A 2025 court ruling closed the GPS loophole — now any reason to hold your phone is a violation

Published on Tuesday, February 17, 2026 | 4:53 pm
 
Courtesy of Pasadena Police Department via Facebook

The phone on your dashboard mount is legal. The one in your hand is not — even if all you are doing is glancing at the map.

The Pasadena Police Department is reminding drivers of that distinction the hard way.

On Friday, February 20, officers will conduct an enforcement operation targeting drivers suspected of violating California’s hands-free cell phone law, according to a PPD press release issued Tuesday. The operation is funded by a grant from the California Office of Traffic Safety through the National Highway Traffic Safety Administration.

The timing matters. In 2025, a California Court of Appeal ruled that holding a phone for any purpose while driving — including checking GPS navigation — violates state law. The ruling, in People v. Porter, closed a loophole that some drivers had relied on, believing GPS use did not constitute a hands-free violation. It does.

Under California Vehicle Code §23123, drivers cannot hold a phone or any electronic communications device while operating a vehicle. That includes talking, texting, browsing an app — or navigating.

The prohibition applies even when stopped at a red light.

A first violation carries a base fine, with total costs after fees reaching approximately $160. A second violation within 36 months adds a point to the driver’s record.

The stakes are not just financial. In 2023, 158 people were killed in distracted driving crashes across California, according to SafeTREC, the UC Berkeley traffic safety research center. Nationally, the figure was 3,275, according to the National Highway Traffic Safety Administration. Los Angeles County records more distracted driving fatalities than any other county in the state, according to SafeTREC data.

“A driver’s focus should be on the road, not their phone,” Lieutenant Anthony Russo said in a statement. “That text, phone call, email or social media post is not worth the risk to yourself and other people on the road.”

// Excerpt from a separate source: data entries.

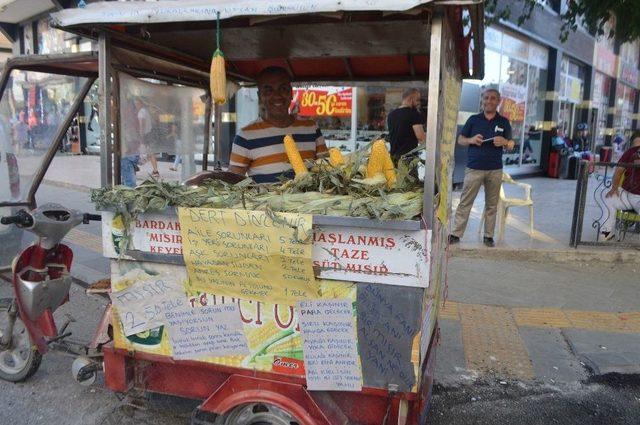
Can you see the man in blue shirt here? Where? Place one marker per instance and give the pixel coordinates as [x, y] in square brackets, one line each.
[486, 134]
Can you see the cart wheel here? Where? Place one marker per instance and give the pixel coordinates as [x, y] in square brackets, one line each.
[20, 361]
[247, 414]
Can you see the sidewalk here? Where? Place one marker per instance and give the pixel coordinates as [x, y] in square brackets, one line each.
[553, 201]
[516, 321]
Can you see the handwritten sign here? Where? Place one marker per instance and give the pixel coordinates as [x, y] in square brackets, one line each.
[249, 254]
[372, 255]
[330, 345]
[388, 327]
[141, 306]
[209, 331]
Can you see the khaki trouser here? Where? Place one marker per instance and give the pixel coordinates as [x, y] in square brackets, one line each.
[473, 179]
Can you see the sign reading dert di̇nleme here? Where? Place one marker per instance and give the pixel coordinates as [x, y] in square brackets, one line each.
[256, 255]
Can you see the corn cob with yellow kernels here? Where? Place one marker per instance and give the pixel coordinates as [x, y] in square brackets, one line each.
[218, 78]
[380, 162]
[294, 156]
[335, 157]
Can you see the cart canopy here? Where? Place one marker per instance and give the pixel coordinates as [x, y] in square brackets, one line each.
[321, 41]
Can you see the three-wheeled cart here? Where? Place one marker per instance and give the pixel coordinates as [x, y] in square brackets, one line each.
[160, 52]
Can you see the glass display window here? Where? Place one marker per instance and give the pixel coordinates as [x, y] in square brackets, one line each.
[518, 69]
[601, 90]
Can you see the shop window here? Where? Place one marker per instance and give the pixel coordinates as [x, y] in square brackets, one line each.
[32, 109]
[163, 122]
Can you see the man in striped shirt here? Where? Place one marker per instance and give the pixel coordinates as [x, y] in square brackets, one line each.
[258, 149]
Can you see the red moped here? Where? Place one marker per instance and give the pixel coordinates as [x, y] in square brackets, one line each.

The department advises drivers who need to make a call or check directions to pull over to a safe parking spot first. Before driving, police say, silence the phone or put it somewhere unreachable.

Friday’s operation is part of an ongoing, year-round enforcement effort. PPD has conducted similar operations in April 2024 and April 2025, each funded through the same state-federal grant stream that runs through September 2026.

Reading a text takes a driver’s eyes off the road for roughly five seconds — the equivalent, at highway speed, of driving the length of a football field without looking up. In that time, on any Pasadena street, anything can happen.